"I do remember this one," she said. "It's not holding up so well, is it?"
She was right. That tattoo he had gotten in Vietnam had lost its lines over time and the colors had blurred. The character of the rat with a gun emerging from a tunnel was not recognizable. That tattoo looked like a painful bruise.
"I'm not holding up so well myself, Vicki," Bosch said.
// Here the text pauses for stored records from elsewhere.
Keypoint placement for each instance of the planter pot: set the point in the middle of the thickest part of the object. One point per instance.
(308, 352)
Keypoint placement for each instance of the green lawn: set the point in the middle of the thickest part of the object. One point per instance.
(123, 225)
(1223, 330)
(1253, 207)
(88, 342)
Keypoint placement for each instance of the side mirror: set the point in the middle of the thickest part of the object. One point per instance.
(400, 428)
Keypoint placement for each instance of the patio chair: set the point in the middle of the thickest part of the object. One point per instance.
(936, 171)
She ignored his complaint and got down to work. She first used an eyeliner pencil to sketch out the tattoos on his body. Michael Allen Smith had what he had called a Gestapo collar tattooed on his neck. On each side of his neck was the twin lightning bolt insignia of the SS. This symbolized the emblems attached to the collar points of the uniforms worn by Hitler's elite force. Landreth etched these onto Bosch's skin easily and quickly. It tickled and he had a hard time holding still. Then it was time for the bicep piece.
"Which arm?" she asked.
"I think the left."
He was thinking of the play with Mackey. He thought the chances were better that he would end up sitting on Mackey's right as opposed to his left. That meant his left arm would be in Mackey's line of sight.
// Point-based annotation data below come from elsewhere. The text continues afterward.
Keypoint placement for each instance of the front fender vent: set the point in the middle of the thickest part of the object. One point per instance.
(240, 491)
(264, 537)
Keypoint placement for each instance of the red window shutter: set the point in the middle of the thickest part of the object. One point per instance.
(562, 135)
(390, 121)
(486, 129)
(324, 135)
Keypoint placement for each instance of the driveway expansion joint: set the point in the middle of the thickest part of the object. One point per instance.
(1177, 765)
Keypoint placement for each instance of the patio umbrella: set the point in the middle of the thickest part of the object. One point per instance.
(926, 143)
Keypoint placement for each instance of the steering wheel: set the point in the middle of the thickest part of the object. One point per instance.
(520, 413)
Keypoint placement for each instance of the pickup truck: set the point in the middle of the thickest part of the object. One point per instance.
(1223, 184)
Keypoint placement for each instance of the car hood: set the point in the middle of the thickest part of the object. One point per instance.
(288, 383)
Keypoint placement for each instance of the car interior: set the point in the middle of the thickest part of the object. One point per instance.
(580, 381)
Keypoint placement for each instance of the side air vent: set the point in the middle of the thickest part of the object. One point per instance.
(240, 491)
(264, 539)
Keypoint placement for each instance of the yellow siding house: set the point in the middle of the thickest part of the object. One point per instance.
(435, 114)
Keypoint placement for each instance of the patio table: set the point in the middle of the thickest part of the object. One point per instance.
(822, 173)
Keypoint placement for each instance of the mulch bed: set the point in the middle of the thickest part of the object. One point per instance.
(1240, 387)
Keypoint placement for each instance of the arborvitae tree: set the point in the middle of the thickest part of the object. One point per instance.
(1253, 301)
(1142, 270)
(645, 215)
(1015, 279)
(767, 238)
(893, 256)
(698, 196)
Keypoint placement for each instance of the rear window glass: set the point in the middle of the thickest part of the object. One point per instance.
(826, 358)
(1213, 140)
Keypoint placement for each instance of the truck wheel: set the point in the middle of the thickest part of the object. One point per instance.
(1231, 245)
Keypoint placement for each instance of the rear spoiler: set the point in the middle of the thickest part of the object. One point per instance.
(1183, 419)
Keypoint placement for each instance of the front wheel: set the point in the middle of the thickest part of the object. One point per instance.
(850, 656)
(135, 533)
Landreth asked him to hold the photo of Smith's arm up next to his own so she could copy it. Tattooed on Smith's bicep was a skull with a swastika inside a circle on the crown. While Smith had never admitted to the murders he was charged with, he had always been quite open about his racist beliefs and the origins of his many body markings. The bicep skull, he said, had been copied from a World War II propaganda poster.
Shifting the sketch work from his neck to his arm allowed Bosch to breathe easier and Landreth to engage him in conversation.
"So what's new with you?" she asked.
"Not a lot."
"Retirement was boring?"
"You could say that."
"What did you do with yourself, Harry?"
"I worked a couple old cases, but mostly I spent time in Las Vegas trying to get to know my daughter."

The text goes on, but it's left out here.